Green has been a nurse for more than three decades and plans on retiring this month.

"I'm very passionate about what I do," she said. "I've been an educator, a critical care nurse, a bedside nurse. The thing I will miss when I leave nursing is that I feel I really help people with their career choices. I get them in to something that is going to be a passionate career for them, because there are so many people who are out there who are unhappy in their jobs."

Go to www.UMCSN.com for a full listing of positions available, both for nursing and nonnursing. Green warns that you should be sure to read the requirements for particular positions as usually they're very specific requirements.

"I feel like I'm leaving a legacy," she said. "It's been a journey, but it's been a complete journey.
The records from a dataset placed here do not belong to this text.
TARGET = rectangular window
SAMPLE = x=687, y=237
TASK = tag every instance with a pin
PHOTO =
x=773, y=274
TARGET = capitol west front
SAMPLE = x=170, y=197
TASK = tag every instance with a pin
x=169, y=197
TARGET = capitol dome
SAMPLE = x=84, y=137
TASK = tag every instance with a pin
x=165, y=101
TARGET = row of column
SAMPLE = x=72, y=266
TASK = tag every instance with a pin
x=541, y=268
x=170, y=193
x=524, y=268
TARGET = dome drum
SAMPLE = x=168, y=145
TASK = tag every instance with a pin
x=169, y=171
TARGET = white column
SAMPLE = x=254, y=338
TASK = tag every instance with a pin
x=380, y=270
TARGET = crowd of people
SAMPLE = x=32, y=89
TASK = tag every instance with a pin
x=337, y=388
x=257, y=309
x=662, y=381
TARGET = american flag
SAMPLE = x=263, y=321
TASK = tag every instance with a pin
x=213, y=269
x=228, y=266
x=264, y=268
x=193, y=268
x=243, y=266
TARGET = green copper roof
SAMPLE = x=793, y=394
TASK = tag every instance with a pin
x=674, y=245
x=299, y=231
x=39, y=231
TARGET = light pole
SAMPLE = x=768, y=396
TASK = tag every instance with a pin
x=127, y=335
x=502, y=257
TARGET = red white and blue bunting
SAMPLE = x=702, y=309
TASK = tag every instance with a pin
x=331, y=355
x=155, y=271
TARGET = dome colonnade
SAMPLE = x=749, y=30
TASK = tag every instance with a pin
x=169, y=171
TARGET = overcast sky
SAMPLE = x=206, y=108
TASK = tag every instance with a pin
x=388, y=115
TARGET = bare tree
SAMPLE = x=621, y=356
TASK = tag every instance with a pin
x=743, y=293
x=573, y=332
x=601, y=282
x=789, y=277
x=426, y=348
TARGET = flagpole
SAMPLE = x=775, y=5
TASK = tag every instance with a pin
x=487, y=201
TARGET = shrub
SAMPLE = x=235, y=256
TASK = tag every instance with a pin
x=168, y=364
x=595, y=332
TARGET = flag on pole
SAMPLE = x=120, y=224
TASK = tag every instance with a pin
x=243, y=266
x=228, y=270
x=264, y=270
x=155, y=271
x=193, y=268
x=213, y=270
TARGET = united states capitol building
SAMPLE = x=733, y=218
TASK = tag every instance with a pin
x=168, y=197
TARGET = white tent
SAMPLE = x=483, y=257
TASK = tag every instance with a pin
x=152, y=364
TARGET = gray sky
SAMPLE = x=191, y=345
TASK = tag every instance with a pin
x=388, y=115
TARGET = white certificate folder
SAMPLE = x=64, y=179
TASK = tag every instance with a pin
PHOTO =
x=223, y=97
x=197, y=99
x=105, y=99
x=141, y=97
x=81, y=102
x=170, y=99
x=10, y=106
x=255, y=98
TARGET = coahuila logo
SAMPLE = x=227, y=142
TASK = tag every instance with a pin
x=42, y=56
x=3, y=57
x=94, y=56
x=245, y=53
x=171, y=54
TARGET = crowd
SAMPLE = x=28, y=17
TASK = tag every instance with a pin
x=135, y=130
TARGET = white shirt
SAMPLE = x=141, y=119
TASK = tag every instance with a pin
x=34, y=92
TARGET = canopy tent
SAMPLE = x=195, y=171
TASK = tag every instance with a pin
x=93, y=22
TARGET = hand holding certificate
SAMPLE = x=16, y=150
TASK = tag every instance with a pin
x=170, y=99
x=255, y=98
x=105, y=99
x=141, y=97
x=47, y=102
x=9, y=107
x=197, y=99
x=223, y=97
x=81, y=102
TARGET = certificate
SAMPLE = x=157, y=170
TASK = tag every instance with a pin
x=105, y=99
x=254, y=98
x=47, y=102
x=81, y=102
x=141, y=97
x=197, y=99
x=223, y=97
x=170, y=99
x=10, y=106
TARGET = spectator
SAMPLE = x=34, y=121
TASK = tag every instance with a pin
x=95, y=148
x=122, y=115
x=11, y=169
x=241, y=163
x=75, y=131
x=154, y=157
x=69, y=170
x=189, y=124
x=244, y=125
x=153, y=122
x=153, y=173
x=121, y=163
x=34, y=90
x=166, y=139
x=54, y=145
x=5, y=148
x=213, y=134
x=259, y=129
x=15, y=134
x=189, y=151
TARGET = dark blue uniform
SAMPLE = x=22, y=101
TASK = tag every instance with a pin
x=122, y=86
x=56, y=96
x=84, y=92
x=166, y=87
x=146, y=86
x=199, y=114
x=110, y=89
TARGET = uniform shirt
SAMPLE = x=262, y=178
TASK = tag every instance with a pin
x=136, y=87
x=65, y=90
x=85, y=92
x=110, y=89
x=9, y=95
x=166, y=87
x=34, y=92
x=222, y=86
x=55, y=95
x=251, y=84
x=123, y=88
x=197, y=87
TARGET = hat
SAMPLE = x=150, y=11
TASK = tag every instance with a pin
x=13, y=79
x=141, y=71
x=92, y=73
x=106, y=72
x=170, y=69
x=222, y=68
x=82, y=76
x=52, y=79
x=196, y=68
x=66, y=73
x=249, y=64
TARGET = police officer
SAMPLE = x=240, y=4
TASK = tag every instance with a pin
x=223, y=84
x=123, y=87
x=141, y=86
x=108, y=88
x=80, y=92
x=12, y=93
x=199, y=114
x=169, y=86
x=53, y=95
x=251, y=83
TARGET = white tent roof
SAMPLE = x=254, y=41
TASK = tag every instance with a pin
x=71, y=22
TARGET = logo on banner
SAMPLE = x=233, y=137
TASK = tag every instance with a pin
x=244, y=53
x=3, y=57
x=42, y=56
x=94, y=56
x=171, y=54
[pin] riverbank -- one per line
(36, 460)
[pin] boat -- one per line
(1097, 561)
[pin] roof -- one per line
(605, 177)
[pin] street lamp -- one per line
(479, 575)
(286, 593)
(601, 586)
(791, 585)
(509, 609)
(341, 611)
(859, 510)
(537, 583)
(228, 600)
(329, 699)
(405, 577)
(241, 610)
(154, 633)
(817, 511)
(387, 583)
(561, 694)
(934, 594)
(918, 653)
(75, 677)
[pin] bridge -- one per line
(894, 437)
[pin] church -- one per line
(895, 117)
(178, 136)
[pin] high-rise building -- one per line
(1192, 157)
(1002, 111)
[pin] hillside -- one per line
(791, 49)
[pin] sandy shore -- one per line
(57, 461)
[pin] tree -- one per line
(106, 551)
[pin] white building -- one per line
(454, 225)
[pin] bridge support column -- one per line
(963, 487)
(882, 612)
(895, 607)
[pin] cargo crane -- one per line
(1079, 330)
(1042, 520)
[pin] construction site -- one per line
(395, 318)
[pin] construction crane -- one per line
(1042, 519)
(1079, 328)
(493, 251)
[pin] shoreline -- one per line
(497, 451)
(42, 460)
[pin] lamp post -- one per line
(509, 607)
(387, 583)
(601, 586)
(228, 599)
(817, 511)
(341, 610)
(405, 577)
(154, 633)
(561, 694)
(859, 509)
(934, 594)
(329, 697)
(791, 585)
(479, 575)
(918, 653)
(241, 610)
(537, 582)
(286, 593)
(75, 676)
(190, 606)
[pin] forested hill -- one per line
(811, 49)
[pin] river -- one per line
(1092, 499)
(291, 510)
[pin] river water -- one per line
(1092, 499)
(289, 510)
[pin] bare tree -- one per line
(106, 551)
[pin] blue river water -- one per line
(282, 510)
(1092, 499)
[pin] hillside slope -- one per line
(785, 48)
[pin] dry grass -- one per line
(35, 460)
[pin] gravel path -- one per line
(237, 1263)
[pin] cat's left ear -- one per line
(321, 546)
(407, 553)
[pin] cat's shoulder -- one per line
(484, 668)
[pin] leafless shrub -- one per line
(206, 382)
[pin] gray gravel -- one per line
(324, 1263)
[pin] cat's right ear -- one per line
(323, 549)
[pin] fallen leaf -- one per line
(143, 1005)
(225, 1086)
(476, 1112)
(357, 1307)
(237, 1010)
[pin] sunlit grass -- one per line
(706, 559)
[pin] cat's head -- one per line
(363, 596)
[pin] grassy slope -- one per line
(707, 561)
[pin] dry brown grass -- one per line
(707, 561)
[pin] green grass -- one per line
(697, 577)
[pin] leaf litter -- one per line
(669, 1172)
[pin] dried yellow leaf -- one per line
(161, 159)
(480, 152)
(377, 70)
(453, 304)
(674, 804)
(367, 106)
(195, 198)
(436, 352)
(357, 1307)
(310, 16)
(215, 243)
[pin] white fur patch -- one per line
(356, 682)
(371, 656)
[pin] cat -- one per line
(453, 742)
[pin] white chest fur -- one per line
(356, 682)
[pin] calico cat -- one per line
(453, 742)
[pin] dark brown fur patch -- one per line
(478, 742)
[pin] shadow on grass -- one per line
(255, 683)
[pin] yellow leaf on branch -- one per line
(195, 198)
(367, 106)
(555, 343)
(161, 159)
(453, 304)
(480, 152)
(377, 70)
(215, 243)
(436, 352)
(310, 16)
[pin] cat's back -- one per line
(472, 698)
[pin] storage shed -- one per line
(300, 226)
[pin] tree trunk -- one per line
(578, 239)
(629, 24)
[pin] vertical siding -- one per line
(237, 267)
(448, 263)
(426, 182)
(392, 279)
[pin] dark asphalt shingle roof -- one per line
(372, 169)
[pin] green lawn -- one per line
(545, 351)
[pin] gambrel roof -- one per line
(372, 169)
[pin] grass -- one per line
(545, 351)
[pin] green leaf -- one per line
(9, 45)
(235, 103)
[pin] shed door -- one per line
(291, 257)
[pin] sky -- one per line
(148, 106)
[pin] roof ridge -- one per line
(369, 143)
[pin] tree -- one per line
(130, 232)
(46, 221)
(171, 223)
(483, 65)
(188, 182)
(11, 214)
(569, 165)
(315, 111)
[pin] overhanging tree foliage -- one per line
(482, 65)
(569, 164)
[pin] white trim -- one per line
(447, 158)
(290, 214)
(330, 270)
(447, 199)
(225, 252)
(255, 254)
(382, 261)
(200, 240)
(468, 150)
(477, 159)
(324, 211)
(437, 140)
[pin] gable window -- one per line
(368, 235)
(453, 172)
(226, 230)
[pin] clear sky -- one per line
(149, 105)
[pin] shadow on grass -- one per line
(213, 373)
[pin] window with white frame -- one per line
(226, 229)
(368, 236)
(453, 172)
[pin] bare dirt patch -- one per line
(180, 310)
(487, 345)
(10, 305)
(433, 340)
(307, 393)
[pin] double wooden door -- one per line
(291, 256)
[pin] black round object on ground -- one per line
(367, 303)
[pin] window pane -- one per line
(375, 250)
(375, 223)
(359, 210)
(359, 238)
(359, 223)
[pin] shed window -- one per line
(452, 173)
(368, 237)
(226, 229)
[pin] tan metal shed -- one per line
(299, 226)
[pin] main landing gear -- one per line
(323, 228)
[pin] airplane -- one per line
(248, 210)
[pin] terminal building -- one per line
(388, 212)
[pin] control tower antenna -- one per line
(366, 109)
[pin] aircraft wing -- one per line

I've been able to see from all ends."

Jobs have been plentiful at area hospitals in hard-hit Las Vegas, said Wayne Cassard, system director of human resources for The Valley Health System, which includes Centennial Hills Hospital, Valley Hospital Medical Center, Desert Springs Hospital Medical Center, Spring Valley Hospital Medical Center and Summerlin Hospital Medical Center.

"We've really never stopped hiring," he said. "Where a lot of companies have been affected by the recession, those types of things, we in the medical field really haven't."

There's always a need for health care, he said, particularly critical care nurses and technicians as well as pharmacists and pediatric physicians.

"We are always looking to hire," he said.

And he expects that to stay a solid trend over the next decade.

"If you look a the aging population, the baby boomers and people getting into retirement age when health care is needed more, there will be a larger demand over the years," he said.

To apply for positions at Valley Health Systems five area hospitals, go to www.valleyhealthsys.com.

"We expect to have positions open regularly," Cassard said. "It's a growing industry, and we're growing along with it."